Surprisingly, few OT scholars have considered this possibility, which has the explanatory power needed for the most significant challenges in OT studies. This oversight may arise for any number of unfortunate reasons. Either these scholars are unfamiliar with this concept, or they don’t find it has sufficient explanatory power, or finally, they may already have a pre-commitment to the OT as a document of its times, with no revelatory uniqueness. Either way, it is unfortunate that only a few scholars, such as Currid, leave room in their proposals for an idea that is effective and faithful.
Currid concludes his book with a cautious approach to OT studies that belies a humble, yet confident belief in the reliability of Scripture. “Polemical theology certainly does not answer every question about the relationship of the Old Testament to ancient Near Eastern literature and life. There is much to that relationship that simply cannot be understood and explained by the use of polemics.” At times, however, he argues that polemical theology can serve as a solid and reliable interpretive lens by which one can provide explanations for the relationship between ANE and OT parallels.
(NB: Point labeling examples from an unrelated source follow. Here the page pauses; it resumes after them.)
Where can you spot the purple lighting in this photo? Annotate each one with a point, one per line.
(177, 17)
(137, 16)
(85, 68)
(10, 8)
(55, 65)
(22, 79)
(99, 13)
I highly recommend Currid’s book for those who have encountered some of the problems of OT studies. He documents enough parallels to demonstrate his argument convincingly. Additionally, he provides a creative solution to the challenges of OT studies that doesn’t require an abandonment of inerrancy as has been traditionally held. Against the Gods is highly beneficial to the body of Christ and to OT scholarship. He is to be commended for his valuable and faithful work.